With a population of approximately 14 million people, close to 5 million of these people in Chile are located at its capital, Santiago. The ethnic composition of Chile is 95 percent mestizo (that is, a population of mixed of Indian and European blood), a further 3 percent pure Indians (a majority of whom are Araucanian), and members of the European descent constituting less than 2 percent (Roraff & Camacho 2007).

Spanish is the official language in Chile, although some of the business people and employees of tourist centers speak English quiet eloquently. In spite of Chile lacking an official religion, nevertheless 78 percent of the population identifies themselves with the Roman Catholic faith, and 13 percent of them are Protestants. Still there is quiet a fairly large number of Chileans who consider themselves to be atheists.

Even after independence, Chile continued to hold onto an aristocratic and rigid society of land owners, who were descendants of the initial settlers from Spain. From here, there was a lesser class of domestic servants and peasants. The aristocratic land owners managed to shield themselves from paying hefty taxes. Voting was also on the basis of literacy and property qualifications, and this locked out most of the peasants (Roraff & Camacho 2007).

There was a rapid rise of the Chilean middle class during the latter period of the 19th century. This was mainly made up of educated mestizos. With growth in both industries and trade, and specifically after the post world war one collapse of the hitherto aristocrat-controlled nitrate market, there resulted a relaxation on the land owning rights. As a result, new groups of professional people, manufacturers, traders, and intellectuals started occupying the middle class, with mounting calls for reforms (Roraff & Camacho 2007).

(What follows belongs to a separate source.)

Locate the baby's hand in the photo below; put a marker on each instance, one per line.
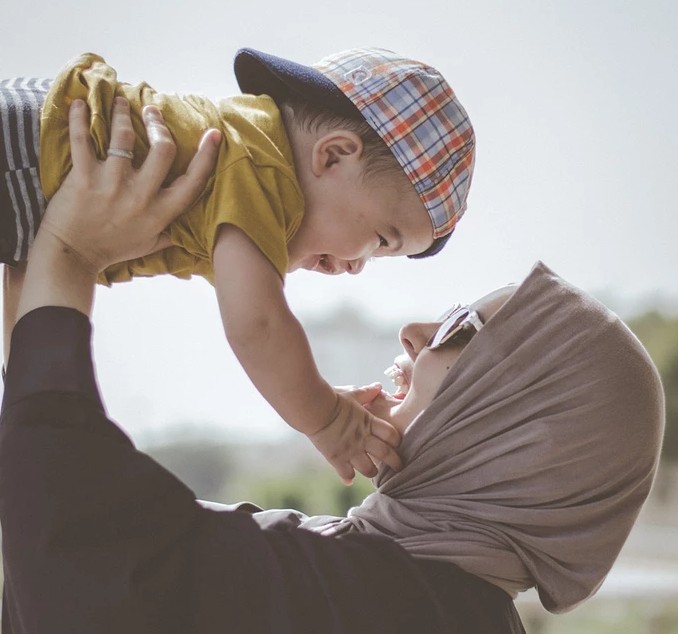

These groups were out to capture the government’s attention, in addition to their attempts at promoting social and economic change.

At the moment, the social structure in Chile could be categorized into roughly three groups or classes. The upper class is made up of aristocratic land owners, wealthy merchants and industrialist, military men, and politicians. Even though these two segments that constitutes the upper class have both prestige and power as common attributes, they however do not see eye to eye economically and politically. Both these groups were in support of a military rule, although a majority of them resorted to a reinstallation of democracy by the end of the 1980s (Roraff & Camacho 2007).

The Chilean middle class is to a greater extent, made up of urban dwellers, with a wide variation in income, interests, and occupations. It consists of teachers, professionals, civil servants, university professors, small merchants, and private employers, investors and industrialists. This middle class is increasing both in size and economic muzzle, and they could be poised for an economic revolution in the years to come. According to Prahalad and Lieberthal (1998), this increase in the size of the middle class is what shall eventually bring to an end corporate imperialism in the emerging markets.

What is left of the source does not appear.